Accurate bacteriological diagnosis prior to starting anti-TB drugs is the best clinical and public health approach to TB: this is based on microscopic examination, solid or liquid culture and rapid or conventional DST. The latter is required to optimise the antibiotic combination, taking into account the resistance pattern of the isolated mycobacteria.

The turnaround time for direct microscopy of a sputum smear is 1 day; however, its diagnostic sensitivity is affected by the concentration of mycobacteria in the sample. This can be improved by centrifugation and by collection of at least two sputum specimens on different days (particularly early in the morning).

Due to the suboptimal sensitivity and specificity of microscopic examination, definite diagnosis requires trying to grow mycobacteria in culture. The mean time for detection of Mycobacterium complex is 3 weeks. New diagnostic methods such as nucleic acid amplification tests can reduce the time to presumptive bacteriological diagnosis, thereby increasing the pre-culture probability. Recently, similar techniques have been used for the rapid detection of resistance to MDR-defining drugs. The GeneXpert (Cepheid), for example, a new molecular technique, based on a nucleic acid amplification test, can detect whether TB and resistance to rifampicin (considered a reliable marker of MDR-TB) are present in less than 2 hours. It was recently endorsed by WHO because of its higher sensitivity (it detects from ~70% to > 90% of cases) and specificity (> 90% of uninfected patients will have a negative test); however, at present, cost limits the availability of this innovative technique in low-income countries.

Chest radiography and computed tomography are useful tools to complement bacteriological examinations in the diagnosis of TB. Radiography is commonly used to screen individuals with a significantly higher risk of TB than that of the general population (such as prisoners or contacts of infectious cases) and individuals with symptoms suggestive of TB.

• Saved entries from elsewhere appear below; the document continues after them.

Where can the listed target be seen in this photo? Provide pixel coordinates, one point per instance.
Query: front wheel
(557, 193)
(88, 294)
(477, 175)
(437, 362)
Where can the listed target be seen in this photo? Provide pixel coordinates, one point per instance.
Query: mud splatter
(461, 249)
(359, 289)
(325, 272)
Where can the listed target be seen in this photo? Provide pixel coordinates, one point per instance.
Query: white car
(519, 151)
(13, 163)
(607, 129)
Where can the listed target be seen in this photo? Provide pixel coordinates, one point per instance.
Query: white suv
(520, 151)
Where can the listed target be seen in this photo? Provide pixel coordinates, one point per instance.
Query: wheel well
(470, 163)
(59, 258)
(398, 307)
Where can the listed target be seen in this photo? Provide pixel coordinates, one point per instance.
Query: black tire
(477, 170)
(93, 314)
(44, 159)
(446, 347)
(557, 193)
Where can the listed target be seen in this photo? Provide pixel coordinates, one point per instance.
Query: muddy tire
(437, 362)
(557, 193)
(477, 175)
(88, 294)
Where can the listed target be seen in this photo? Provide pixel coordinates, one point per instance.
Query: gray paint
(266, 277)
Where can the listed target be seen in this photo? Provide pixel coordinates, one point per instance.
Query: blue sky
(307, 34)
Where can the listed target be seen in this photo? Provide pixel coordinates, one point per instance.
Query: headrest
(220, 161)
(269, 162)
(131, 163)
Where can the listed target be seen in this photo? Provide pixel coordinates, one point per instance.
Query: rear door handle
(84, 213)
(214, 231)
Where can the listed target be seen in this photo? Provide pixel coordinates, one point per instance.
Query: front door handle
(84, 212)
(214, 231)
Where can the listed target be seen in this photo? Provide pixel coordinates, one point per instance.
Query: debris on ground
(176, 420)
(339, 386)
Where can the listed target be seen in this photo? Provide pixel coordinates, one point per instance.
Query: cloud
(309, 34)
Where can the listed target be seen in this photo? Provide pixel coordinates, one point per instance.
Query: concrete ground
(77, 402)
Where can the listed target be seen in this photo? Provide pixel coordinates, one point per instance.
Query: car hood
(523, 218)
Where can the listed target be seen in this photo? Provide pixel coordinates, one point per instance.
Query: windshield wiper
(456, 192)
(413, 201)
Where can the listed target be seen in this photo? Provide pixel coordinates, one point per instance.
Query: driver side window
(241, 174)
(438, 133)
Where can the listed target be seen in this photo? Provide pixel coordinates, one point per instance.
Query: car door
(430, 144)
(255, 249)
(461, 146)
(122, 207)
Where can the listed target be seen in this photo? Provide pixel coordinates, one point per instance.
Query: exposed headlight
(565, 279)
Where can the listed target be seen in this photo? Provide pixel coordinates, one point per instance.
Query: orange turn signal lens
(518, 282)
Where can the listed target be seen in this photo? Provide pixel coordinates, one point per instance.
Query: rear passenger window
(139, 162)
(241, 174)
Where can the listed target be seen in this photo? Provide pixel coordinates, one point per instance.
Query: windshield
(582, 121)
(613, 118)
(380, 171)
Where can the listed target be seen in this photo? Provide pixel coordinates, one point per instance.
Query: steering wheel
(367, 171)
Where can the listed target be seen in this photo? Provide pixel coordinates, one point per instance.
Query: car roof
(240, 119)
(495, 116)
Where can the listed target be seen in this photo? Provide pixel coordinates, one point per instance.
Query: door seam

Immunological tests, such as the tuberculin skin test and the recently introduced interferon-gamma release assays, are helpful for the diagnosis of latent TB but cannot replace bacteriological diagnosis of active TB.

The aims of anti-TB therapy are to cure the patient and to avoid the transmission of mycobacteria to other people. Treatment is characterised by an intensive phase (2 months) and a continuation phase (4 months). For new cases, the intensive phase usually includes four drugs (isoniazid, rifampicin, ethambutol and pyrazinamide) and is designed to eliminate actively growing, as well as semi-dormant, mycobacteria. The continuation phase, based on the combination of isoniazid and rifampicin, kills residual mycobacteria.

MDR- and XDR-TB require the use of second-line drugs, which are more expensive, toxic and difficult to manage. Treatment is prescribed for at least 20 months (with an intensive phase of at least 8 months) and should rely on at least four effective drugs.